Medidas visam aumentar arrecadação, mas enfrentam resistência de lobbies

Propostas no Congresso buscam aumentar a taxação de bets para destinar recursos a áreas como saúde e segurança.
Propostas de taxação de bets ganham destaque no Congresso
Propostas de taxação de bets estão se proliferando no Congresso Nacional, envolvendo deputados de diferentes partidos com a intenção de aumentar a arrecadação. Essas iniciativas buscam direcionar recursos para áreas essenciais como saúde, segurança e esporte, em um momento em que o governo Lula (PT) tenta ampliar a receita pública. Em 2024 e 2025, foram apresentados quase 200 projetos de lei relacionados a apostas, segundo informações da Câmara.
Pressão do setor impede avanço das propostas
Apesar da convergência ideológica entre alguns partidos, a pressão do setor de apostas tem sido um desafio para o avanço das propostas. A tentativa de aumentar a tributação sobre as bets, que estava prevista em uma medida provisória, foi retirada pelo relator Carlos Zarattini (PT-SP) para facilitar um acordo que permita a aprovação de outras iniciativas. No entanto, a medida provisória foi derrubada pela Câmara no início de outubro, refletindo a resistência a essas mudanças.
Taxação BBB: uma bandeira do governo
A taxação conhecida como BBB (bancos, bets e bilionários) se tornou uma prioridade para o governo Lula, que busca aumentar a arrecadação especialmente com o cenário das eleições de 2026 se aproximando.

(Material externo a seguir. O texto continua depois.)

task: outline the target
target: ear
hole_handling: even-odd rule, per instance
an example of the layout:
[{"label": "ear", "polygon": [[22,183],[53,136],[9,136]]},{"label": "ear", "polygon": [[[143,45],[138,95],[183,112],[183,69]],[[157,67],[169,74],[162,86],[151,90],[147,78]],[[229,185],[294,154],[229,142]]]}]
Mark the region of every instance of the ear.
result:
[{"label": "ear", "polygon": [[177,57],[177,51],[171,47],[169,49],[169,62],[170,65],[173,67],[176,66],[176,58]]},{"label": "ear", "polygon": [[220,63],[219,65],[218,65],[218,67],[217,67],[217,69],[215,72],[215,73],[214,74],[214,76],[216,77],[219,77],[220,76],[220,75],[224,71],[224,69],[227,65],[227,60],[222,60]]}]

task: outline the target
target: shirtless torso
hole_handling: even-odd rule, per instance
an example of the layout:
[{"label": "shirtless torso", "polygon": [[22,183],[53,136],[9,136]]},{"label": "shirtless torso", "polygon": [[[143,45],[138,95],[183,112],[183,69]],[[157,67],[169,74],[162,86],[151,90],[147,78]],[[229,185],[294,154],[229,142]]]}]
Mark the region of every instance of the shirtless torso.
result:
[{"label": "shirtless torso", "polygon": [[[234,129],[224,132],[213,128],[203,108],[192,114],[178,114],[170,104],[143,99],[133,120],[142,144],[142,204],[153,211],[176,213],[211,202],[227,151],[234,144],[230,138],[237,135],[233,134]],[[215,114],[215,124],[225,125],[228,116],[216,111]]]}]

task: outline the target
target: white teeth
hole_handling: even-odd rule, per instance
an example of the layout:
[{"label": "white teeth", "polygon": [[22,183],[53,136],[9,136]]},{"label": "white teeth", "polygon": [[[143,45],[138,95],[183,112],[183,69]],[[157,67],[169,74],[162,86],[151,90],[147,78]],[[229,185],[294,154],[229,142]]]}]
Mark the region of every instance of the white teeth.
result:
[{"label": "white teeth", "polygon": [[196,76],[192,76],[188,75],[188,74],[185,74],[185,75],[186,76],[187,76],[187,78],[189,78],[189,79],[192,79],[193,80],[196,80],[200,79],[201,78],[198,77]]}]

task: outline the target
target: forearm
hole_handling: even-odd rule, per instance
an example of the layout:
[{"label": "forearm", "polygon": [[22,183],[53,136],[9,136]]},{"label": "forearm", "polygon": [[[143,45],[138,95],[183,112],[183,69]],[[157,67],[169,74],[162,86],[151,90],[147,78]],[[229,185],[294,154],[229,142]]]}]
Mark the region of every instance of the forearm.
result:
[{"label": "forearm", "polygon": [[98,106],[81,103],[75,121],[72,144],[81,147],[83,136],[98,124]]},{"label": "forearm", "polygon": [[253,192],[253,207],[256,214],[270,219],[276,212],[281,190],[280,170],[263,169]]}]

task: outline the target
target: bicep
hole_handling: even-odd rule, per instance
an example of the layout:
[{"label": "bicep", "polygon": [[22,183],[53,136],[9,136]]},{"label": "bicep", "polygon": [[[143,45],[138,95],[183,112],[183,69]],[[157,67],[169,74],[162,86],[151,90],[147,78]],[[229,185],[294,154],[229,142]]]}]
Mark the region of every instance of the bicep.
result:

O Ministério da Fazenda revelou que a Receita Federal arrecadou R$ 6,85 bilhões com as apostas entre janeiro e setembro deste ano, além de R$ 2,4 bilhões pagos pela autorização para exploração do serviço.
Aumento da taxação e seus impactos
O governo tinha como objetivo aumentar a tributação sobre a receita bruta das bets de 12% para 18%, o que poderia gerar uma arrecadação adicional de R$ 1,7 bilhão por ano em 2026 e 2027. Contudo, essa proposta foi retirada por falta de apoio. Durante a votação, a decisão do relator foi criticada por parlamentares da oposição, que alegaram que a retirada da taxação favoreceu as empresas de apostas.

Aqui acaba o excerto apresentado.